L'intérieur est délibérément sobre. Une chambre funéraire abrite les restes de Momine Khatun, épouse du souverain seldjoukide Atabeg Jahan Pahlavan. La voûte nervurée et la lumière filtrée par de petites ouvertures créent une atmosphère tranquille, presque intime, loin du bruit de la ville. Il n'y a pas d'ornementation exubérante : la géométrie est tout. L'enceinte extérieure est bien entretenue et permet de faire lentement le tour de la tour, en s'arrêtant à chaque panneau pour comparer les légères variations entre les bandes d'inscriptions coufiques.

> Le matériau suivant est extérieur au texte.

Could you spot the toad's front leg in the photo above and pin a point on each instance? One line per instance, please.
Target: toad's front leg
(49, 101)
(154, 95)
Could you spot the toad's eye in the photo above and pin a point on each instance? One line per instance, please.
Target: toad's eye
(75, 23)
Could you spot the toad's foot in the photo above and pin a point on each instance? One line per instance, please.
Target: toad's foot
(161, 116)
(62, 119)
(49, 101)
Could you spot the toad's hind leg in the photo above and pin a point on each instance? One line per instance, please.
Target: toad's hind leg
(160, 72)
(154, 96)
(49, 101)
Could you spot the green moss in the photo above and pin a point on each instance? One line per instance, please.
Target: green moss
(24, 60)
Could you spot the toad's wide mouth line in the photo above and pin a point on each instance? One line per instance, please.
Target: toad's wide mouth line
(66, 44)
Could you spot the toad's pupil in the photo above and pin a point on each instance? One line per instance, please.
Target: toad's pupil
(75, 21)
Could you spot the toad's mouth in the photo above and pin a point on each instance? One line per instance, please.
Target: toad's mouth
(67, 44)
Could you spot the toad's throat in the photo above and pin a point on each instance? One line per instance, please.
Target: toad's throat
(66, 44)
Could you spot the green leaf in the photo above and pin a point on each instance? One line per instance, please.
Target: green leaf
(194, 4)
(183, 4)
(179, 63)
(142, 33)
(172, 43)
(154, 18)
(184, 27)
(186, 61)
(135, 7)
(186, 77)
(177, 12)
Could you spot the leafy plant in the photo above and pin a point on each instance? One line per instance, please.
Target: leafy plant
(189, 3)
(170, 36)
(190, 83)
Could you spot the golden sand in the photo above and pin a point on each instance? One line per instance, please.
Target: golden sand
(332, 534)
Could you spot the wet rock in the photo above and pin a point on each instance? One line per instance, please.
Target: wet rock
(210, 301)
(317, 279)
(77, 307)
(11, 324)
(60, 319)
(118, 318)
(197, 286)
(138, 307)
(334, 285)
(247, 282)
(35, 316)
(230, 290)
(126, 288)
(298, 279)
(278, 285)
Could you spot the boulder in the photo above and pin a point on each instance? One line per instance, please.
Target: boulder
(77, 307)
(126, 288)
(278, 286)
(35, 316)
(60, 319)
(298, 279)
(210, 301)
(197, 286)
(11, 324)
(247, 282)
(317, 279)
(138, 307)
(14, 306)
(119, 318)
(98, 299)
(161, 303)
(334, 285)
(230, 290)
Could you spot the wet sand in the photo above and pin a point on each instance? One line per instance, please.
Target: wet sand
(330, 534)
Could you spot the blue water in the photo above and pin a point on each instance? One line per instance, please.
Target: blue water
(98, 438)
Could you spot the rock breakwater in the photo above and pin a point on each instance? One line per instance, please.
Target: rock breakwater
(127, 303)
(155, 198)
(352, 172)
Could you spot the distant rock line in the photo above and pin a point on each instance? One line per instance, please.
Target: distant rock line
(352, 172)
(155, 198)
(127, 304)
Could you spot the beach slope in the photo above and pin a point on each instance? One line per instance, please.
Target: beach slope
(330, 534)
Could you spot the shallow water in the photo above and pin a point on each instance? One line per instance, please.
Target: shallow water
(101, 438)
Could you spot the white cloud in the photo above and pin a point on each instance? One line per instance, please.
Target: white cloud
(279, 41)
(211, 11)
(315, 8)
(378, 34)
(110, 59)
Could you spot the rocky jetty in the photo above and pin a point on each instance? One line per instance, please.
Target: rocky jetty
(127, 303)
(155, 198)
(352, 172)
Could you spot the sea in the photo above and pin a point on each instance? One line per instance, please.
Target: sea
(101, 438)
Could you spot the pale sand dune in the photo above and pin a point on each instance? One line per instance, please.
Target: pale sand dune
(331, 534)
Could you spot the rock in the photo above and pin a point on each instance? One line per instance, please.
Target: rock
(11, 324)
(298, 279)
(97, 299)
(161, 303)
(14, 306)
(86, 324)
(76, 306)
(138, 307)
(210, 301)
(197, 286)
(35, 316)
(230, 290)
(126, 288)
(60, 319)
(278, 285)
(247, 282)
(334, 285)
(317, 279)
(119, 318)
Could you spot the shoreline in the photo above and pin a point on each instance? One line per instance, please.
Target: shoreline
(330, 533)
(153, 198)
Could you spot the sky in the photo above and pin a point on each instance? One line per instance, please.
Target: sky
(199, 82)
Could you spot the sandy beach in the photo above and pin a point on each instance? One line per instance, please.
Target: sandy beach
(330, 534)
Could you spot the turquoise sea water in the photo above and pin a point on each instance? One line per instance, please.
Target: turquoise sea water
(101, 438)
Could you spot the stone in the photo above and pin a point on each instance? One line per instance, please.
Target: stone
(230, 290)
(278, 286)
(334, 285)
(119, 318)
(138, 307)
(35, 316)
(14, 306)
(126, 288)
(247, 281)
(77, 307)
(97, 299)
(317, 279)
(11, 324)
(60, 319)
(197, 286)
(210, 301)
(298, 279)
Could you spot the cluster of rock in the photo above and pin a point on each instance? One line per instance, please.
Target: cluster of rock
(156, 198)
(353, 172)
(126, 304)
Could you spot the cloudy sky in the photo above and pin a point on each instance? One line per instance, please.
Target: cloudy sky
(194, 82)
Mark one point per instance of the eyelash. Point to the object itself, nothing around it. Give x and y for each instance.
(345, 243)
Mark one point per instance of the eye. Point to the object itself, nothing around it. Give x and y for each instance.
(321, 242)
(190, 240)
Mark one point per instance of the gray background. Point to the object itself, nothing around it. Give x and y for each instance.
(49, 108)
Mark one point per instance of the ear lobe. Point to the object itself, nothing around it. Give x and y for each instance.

À quelques mètres se dresse la Tour de Yusuf ibn Kuseyir, plus ancienne et un peu moins haute, œuvre du même maître. Toutes deux ont survécu au cœur de la ville moderne, entourées de barres d'immeubles soviétiques et de commerces de quartier. La juxtaposition est abrupte et parfaitement honnête : Nakhchivan n'a pas construit de musée autour d'elles, les a simplement laissées là.

Histoire

Le Mausolée de Momine Khatun a été érigé à la fin du XIIe siècle par l'architecte Ajami Nakhchivani, figure centrale de l'architecture médiévale du Caucase et auteur également de la Tour de Yusuf ibn Kuseyir, construite quelques décennies plus tôt dans la même ville. Nakhchivan était alors un carrefour culturel et commercial du monde seldjoukide, point de contact entre les traditions décoratives iraniennes et les systèmes géométriques d'Asie centrale. Le nom Möminə Xatun, qui se traduit par femme croyante, reflète la dévotion qui entoura sa figure de son vivant comme après sa mort. La tour a été reconnue comme patrimoine dans le cadre des monuments historiques de l'Azerbaïdjan par l'UNESCO et demeure l'exemple le plus étudié du travail de Nakhchivani.

Que voir et faire

  • La tour décagonale Dix faces avec des bandes d'inscriptions coufiques et des motifs géométriques qui varient légèrement d'une à l'autre ; en faire le tour lentement est la meilleure façon de remarquer ces différences panneau par panneau.
  • Les arabesques en grès Le travail de taille est fin et continu : entrelacs, étoiles à huit pointes et réseaux géométriques qui ne répètent aucun motif exactement. S'approcher à moins d'un mètre révèle des détails qui se perdent à distance.
  • Chambre funéraire intérieure Accessible sans restriction pendant les horaires d'ouverture habituels. La voûte nervurée est l'élément architectural le plus abouti de l'intérieur ; la lumière entre en biais et change avec l'heure.
  • Tour de Yusuf ibn Kuseyir À moins de cent mètres, cette tour plus ancienne du même Ajami Nakhchivani permet de comparer comment son style a évolué d'une œuvre à l'autre. Plus petite, plus austère, tout aussi précise.
  • Environnement urbain de Nakhchivan Le contraste entre l'architecture médiévale et le tissu soviétique et contemporain qui l'entoure fait partie intégrante de la visite. Il n'y a pas de zone tampon ni de reconstitution historique : le mausolée coexiste avec la ville telle qu'elle est.

Galerie photos

Comment s'y rendre

Nakhchivan est une région autonome de l'Azerbaïdjan sans connexion terrestre avec le reste du pays. La seule option pratique est l'avion depuis Bakou avec Azerbaijan Airlines ; le trajet dure environ 50 minutes et il y a plusieurs vols quotidiens. L'aéroport se trouve à environ 5 km du centre. Le Mausolée de Momine Khatun est en plein centre-ville : on y accède à pied depuis le centre historique ou en taxi pour moins de 5 manats azerbaïdjanais.

Meilleure période pour visiter

Le printemps (avril-mai) et l'automne (septembre-octobre) offrent les conditions les plus agréables : entre 15 et 25 degrés et une lumière rasante qui met bien en valeur les reliefs en pierre de la tour. L'été dépasse fréquemment les 35 degrés et le soleil zénithal aplatit les détails sculptés sur les photos. L'hiver apporte des gelées occasionnelles, mais les journées dégagées produisent une lumière très nette et le monument n'est jamais bondé à aucune époque de l'année.